Let $t,q \in \text{time}$ and let $s, s' \in S, a \in A, r \in \mathcal{R}$ then
- $f_{S_{t+1} | A_t, S_t}(s' | a, s) = f_{S_{q+1} | A_{q}, S_{q}}(s' | a, s)$
- $f_{R_{t} | S_{t+1}, A_t, S_t}(r | s', a, s) = f_{R_{q} | S_{q+1}, A_{q}, S_{q}}(r | s', a, s)$
- $f_{S_t|A_t}(s|a) = f_{S_{q}|A_{q}}(s|a)$
or rather formulated like this: if $s_{t+1} = s_{q+1}, r_{t} = r_{q}, a_t = a_{q}$ and $s_t = s_{q}$ then
$$p(s_{t+1} | a_t, s_t) = p(s_{q+1} | a_{q}, s_{q})$$
$$p(r_{t} | s_{t+1}, a_t, s_t) = p(r_{q} | s_{q+1}, a_{q}, s_{q})$$
and
$$p(s_t|a_t) = p(s_{q}|a_{q})$$
Notes:
- It is not clear that the random variables have a common density, we must assume it because there are random variables without a density (not even talking about common density!).

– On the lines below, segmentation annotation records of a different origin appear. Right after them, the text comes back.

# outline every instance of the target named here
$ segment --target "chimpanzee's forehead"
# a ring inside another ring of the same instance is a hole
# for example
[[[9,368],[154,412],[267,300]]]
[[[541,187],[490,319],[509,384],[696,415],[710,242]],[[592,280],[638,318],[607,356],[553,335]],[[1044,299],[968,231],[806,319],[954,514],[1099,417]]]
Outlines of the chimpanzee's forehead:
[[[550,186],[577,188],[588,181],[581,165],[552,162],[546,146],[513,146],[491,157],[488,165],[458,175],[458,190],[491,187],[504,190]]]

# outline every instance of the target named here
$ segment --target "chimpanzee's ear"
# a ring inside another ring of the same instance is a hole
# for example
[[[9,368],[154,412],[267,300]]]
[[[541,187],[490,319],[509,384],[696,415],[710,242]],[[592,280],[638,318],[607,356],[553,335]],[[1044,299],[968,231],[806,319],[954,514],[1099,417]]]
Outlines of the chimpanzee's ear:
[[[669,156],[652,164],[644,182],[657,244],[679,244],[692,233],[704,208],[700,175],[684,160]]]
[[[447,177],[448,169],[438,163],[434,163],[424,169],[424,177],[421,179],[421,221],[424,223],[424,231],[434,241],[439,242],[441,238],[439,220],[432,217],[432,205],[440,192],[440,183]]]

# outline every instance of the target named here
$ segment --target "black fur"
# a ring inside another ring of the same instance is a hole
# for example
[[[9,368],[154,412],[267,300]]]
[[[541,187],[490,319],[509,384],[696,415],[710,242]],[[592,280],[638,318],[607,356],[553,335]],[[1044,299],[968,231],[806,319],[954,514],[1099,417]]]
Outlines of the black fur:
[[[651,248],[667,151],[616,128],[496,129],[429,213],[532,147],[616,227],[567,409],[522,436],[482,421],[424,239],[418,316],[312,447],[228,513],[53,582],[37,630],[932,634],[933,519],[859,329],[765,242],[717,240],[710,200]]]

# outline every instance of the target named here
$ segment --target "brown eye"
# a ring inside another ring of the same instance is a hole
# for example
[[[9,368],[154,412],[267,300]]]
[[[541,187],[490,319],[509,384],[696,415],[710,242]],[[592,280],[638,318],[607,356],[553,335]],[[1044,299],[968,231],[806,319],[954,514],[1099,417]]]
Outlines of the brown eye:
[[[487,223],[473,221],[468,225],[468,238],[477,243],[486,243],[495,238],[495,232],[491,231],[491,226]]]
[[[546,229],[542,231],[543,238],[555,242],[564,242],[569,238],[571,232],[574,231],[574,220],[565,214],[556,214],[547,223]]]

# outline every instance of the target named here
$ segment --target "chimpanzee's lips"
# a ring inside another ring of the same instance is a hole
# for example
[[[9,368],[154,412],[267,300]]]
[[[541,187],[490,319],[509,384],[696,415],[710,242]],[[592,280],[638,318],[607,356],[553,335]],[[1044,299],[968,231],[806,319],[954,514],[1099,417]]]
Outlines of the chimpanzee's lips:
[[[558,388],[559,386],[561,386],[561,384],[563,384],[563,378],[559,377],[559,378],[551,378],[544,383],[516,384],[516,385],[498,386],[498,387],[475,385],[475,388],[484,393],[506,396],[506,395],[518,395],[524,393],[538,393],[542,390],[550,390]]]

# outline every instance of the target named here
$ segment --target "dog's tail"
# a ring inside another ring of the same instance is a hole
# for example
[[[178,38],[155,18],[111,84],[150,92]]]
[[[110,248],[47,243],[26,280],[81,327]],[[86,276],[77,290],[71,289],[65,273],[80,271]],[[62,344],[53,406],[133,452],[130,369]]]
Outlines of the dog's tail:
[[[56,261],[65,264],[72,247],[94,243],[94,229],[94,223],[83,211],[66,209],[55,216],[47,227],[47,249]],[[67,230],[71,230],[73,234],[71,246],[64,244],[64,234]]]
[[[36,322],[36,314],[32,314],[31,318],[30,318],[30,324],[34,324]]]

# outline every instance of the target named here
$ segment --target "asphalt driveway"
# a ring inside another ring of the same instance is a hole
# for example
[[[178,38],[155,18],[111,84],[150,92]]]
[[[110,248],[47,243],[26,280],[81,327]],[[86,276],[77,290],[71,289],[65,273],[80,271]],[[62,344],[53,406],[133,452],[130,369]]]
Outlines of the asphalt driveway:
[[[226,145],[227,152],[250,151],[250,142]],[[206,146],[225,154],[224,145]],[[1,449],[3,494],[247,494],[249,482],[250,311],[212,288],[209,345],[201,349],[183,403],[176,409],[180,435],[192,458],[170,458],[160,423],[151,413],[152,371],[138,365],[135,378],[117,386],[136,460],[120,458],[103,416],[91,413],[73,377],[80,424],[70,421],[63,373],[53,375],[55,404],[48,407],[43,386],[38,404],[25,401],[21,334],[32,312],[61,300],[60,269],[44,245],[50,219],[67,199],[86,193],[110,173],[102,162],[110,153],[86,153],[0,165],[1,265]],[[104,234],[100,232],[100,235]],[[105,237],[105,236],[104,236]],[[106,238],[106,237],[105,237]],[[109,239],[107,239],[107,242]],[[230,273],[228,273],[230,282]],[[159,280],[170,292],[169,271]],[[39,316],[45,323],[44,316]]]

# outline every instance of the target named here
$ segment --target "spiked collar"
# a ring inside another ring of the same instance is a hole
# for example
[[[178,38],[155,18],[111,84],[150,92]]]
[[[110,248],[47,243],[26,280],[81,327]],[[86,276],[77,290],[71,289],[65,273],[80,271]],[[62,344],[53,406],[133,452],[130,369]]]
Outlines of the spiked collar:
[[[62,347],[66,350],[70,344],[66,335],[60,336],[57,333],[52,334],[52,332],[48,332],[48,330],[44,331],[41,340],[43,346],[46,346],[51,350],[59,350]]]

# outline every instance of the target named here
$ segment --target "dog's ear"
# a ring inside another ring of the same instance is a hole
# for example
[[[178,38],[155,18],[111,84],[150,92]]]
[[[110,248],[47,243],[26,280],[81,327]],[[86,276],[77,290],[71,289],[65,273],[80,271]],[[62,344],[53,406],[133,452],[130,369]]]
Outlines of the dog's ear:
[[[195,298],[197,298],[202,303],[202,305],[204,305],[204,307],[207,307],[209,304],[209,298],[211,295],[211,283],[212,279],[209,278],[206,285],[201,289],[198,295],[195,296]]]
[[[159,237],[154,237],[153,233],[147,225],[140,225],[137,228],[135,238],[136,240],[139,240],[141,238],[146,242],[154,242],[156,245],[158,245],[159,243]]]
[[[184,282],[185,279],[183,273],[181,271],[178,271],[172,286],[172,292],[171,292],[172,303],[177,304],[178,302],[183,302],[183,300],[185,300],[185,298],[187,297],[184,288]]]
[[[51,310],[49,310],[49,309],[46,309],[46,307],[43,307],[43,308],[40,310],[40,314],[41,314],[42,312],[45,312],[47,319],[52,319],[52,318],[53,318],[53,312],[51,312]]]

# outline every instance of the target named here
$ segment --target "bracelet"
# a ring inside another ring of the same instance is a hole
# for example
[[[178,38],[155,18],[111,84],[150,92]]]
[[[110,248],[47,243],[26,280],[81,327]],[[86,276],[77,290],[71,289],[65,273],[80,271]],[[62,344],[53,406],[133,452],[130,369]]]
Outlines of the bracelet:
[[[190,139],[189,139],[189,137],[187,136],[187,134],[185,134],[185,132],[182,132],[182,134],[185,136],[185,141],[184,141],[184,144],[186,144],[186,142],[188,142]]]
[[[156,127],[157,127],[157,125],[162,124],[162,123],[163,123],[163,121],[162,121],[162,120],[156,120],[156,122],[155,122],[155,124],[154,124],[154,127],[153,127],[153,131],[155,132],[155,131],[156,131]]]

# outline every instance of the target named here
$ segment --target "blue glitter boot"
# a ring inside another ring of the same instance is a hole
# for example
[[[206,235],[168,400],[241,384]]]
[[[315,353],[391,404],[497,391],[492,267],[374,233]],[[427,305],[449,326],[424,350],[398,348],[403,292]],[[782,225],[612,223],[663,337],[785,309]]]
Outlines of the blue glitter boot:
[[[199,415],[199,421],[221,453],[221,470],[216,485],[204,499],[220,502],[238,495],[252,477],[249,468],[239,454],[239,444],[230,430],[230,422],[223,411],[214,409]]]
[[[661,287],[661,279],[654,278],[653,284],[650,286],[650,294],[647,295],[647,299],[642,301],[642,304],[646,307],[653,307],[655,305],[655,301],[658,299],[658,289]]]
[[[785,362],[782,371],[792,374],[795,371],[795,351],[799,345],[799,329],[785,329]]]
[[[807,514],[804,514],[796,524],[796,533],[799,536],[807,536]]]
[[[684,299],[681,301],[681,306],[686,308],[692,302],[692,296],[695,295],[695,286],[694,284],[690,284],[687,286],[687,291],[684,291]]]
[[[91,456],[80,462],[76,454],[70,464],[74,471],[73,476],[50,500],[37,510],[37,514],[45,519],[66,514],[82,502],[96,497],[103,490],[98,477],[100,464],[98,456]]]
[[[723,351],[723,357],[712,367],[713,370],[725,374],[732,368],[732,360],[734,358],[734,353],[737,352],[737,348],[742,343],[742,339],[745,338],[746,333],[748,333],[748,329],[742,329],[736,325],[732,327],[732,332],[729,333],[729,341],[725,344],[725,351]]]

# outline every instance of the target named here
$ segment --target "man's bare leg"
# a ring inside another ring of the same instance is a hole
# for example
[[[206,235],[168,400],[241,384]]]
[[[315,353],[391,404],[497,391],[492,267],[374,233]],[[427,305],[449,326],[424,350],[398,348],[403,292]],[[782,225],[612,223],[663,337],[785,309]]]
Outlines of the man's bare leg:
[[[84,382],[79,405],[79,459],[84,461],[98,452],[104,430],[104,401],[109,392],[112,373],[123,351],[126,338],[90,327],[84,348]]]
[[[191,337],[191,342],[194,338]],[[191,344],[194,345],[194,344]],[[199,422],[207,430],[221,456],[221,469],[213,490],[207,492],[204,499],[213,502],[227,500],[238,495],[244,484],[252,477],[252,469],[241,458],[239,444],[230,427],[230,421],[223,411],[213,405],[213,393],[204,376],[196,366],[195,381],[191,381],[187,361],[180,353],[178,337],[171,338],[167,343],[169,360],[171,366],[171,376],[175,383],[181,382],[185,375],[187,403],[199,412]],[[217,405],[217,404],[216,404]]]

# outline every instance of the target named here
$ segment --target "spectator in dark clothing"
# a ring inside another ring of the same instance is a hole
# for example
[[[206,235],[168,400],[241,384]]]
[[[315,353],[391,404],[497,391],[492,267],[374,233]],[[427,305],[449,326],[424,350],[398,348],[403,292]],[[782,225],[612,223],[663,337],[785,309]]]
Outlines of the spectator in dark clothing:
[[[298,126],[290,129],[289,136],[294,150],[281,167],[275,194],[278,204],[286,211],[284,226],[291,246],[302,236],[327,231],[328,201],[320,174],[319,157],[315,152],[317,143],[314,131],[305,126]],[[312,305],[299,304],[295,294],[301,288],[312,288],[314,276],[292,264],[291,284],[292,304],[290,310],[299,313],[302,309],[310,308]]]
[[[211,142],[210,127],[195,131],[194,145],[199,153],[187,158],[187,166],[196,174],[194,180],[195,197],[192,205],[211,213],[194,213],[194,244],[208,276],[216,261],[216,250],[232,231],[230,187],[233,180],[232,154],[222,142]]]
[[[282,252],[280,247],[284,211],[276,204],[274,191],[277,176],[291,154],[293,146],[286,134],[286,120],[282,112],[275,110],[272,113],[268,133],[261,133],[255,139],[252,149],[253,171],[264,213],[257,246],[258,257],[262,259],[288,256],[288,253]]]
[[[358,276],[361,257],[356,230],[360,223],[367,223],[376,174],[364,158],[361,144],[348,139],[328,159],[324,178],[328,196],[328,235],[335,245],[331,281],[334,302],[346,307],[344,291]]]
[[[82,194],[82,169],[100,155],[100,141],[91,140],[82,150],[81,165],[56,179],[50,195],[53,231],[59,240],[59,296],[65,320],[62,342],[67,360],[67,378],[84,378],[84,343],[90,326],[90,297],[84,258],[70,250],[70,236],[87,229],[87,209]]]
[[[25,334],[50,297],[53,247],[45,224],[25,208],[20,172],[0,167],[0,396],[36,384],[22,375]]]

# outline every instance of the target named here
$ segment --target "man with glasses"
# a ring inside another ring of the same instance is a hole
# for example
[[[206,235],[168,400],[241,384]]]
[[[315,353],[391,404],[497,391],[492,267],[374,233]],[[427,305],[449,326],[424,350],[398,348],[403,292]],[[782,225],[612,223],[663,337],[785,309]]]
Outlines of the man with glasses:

- It is not clear that these random variables are forgetful with respect to the 'past', we need to assume it!
- It is not clear that the densities at different times coincide, we must assume it!
- Let's say that we have two MDPs $M = (S_t, A_t, R_t)$ and $M' = (S'_t, A'_t, R'_t)$ over the same time index set. Then we say that $M$ and $M'$ are 'equal' if all their finite densities coincide, i.e. if for all $t$,
$$ f_{S_t,A_t,R_t,S_{t-1},A_{t-1},R_{t-1}, ..., S_0, A_0, R_0} = f_{S'_t,A'_t,R'_t,S'_{t-1},A'_{t-1},R'_{t-1}, ..., S'_0, A'_0, R'_0}$$
(as functions). Let's write $p(x)$ for the density $f_X$ in order to make things more simple. By definition and the first assumption, we have
$$\begin{align*}
&p(s_t,a_t,r_t,s_{t-1},a_{t-1},r_{t-1}, ..., s_0, a_0, r_0) \\
&= p(s_t,a_t,r_t|s_{t-1},a_{t-1},r_{t-1}, ..., s_0, a_0, r_0) * p(s_{t-1},a_{t-1},r_{t-1}, ..., s_0, a_0, r_0) \\
&= p(s_t,a_t,r_t|s_{t-1}) * p(s_{t-1},a_{t-1},r_{t-1}, ..., s_0, a_0, r_0)
\end{align*}
$$
Decomposing the latter part inductively we see that we can write $p(s_t,a_t,r_t,s_{t-1},a_{t-1},r_{t-1}, ..., s_0, a_0, r_0)$ as product of the densities $p(s_t,a_t,r_t|s_{t-1})$ and $p(s_0)$. By a straightforward computation we see that
$$p(s_{t+1}, r_t, a_t| s_t) = p(r_t|s_{t+1}, a_t, s_t) p(s_{t+1}|a_t,s_t)p(a_t|s_t)$$
By the second assumption, all these densities are the same (independently of the time).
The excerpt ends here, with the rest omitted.